As a teenager, Celeste deals with emotional, spiritual and physical conflict. She’s thrust into the spotlight at a very young age, forced to be a voice for violence and tragedy, and tries to maintain her innocence and faith among the party scene of fame, not to mention dealing with her life-long spinal injury.
The movie’s second half picks up with Natalie Portman as 31-year-old Celeste, who lives in the wake of her life as a pop star. She still has the spotlight and loves being famous, in spite of a life filled with addiction, lost innocence and rejected faith. When another horrific shooting brings Celeste into the spotlight, she’s forced to return to her own tragic past and be a voice for violence and victims, even though she may no longer be the best spokeswoman for the job.
VOX LUX is much more than a rising to stardom story of a pop star. Beginning with a school shooting reminiscent of Columbine, referencing 9/11 and continuing the theme of violent tragedy throughout, the movie provides an interesting correlation between fame, tragedy, exploitation, and responsibility. The movie works best as a metaphor, as Celeste personifies the idea of turning tragedy into a spectacle. She becomes famous for a song she wrote about a shooting. Consequently, at various times in her life, she’s asked to speak out about the violence, even though she personally might not be the best one to do so. It actually becomes clear later in the movie that she has no interest in speaking out on violence but rather just wants to make music that makes people feel good. By the time her sixth album is about to drop, her own personal life is such a mess of drugs, alcoholism and failed relationships, it seems the real tragedy in Celeste’s life is what fame has done to her. Or, perhaps it’s the choices she made along the way. Or, perhaps her troubled life goes back to the violent tragedies she experienced growing up as an American in the early 2000s.

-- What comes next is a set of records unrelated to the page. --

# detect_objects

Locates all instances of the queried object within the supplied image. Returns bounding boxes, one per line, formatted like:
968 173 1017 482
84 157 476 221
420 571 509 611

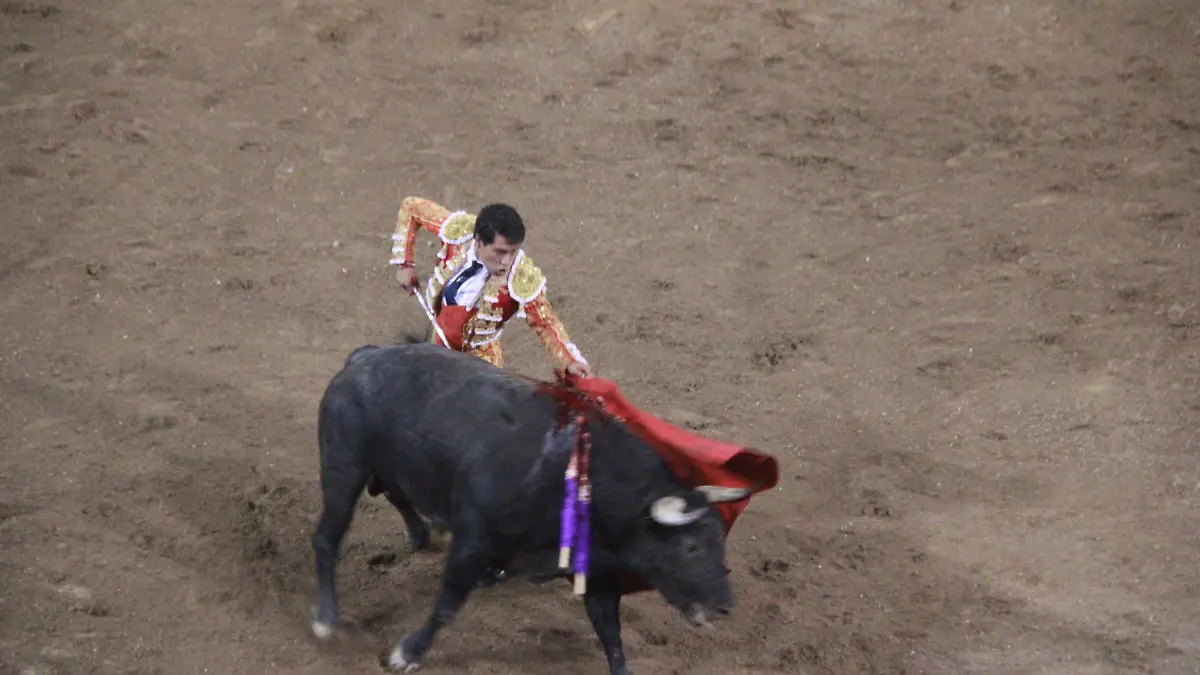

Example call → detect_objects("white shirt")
442 246 487 307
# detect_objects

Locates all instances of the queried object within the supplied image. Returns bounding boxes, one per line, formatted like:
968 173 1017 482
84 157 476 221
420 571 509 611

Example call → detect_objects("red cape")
549 377 779 595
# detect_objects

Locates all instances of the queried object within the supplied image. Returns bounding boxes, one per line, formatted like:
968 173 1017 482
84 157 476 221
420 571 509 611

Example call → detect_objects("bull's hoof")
404 530 430 552
479 568 509 589
384 645 421 673
312 621 334 643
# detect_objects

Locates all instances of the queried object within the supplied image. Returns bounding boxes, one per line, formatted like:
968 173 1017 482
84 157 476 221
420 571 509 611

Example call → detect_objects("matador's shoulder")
438 211 475 245
509 251 546 305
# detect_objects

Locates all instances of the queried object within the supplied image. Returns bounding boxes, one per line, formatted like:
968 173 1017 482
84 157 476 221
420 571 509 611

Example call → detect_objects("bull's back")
326 344 553 519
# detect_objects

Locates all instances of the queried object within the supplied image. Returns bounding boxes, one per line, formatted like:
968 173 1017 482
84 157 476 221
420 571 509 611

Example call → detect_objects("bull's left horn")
696 485 751 504
650 497 708 527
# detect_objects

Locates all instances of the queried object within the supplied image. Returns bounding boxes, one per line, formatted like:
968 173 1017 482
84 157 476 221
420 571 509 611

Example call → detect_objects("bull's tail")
343 345 379 368
396 325 433 345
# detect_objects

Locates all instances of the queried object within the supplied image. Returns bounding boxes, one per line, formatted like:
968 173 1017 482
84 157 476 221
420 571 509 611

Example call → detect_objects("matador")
389 197 593 377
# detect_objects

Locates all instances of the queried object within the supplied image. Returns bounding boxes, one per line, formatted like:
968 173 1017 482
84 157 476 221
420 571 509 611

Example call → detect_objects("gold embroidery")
509 255 546 305
439 213 475 244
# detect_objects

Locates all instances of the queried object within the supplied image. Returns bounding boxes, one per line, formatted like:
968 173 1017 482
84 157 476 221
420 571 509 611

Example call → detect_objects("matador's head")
475 204 524 276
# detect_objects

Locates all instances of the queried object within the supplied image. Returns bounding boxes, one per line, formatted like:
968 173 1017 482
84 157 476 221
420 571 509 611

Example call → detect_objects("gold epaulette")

No one watching the movie would question the importance of the issues it brings up, just the way it handles them. Sadly, the movie asks more questions than it answers, leaving a contemplative yet unsatisfactory jumble of events that never quite bring its point home. This may be a good thing, though, considering the movie’s bleak outlook. Also, Celeste eventually makes it clear she’s dropped her Christian faith and has turned herself into her own god. As an adult, she speaks out against the shooters by saying, “I used to believe in God, too. And, if they ever come to their senses like I did and want to believe in something else, they can believe in me. I am the New Testament.” Even the other characters in the movie think these comments are borderline inappropriate and offensive, but they are exceptionally offensive to media-wise people of faith.
It’s also very sad to see the deterioration of a life so focused around the tragedy that abandons faith instead of pressing into God to find meaning in it all. A girl who starts out by standing up to a shooter by saying, “You don’t have to do this, let’s pray together” becomes a swearing addict who puts faith only in herself, and she’s suffering from it. There’s even a reference to Celeste having only survived because she made a deal with the Devil, and he’s the one who has given her so much fame.
The movie ends on a high note of a performance by Natalie Portman’s Celeste character, presumably saying Celeste managed to rise above it all, but its denouement is exceptionally empty. If anything, the movie works too well as a metaphor for the nation’s loss of faith and shifts to a post-Christian culture in the years following such tragedies, although the filmmakers may or may not directly say the loss of faith in America is particularly a bad thing.
Finally, VOX LUX jumps all over the place, hopping from issue to issue and theme to theme without a strong through line or any final redemptive qualities. It seems to be trying to say so much that it ultimately doesn’t say anything beyond some interesting notions of fame and tragedy. In addition, explicit content such as foul language, drug use, sexual content sometimes involving minors, and, of course, the heretical references against Christian faith turn VOX LUX into a movie that media-wise viewers and other moviegoers will reject.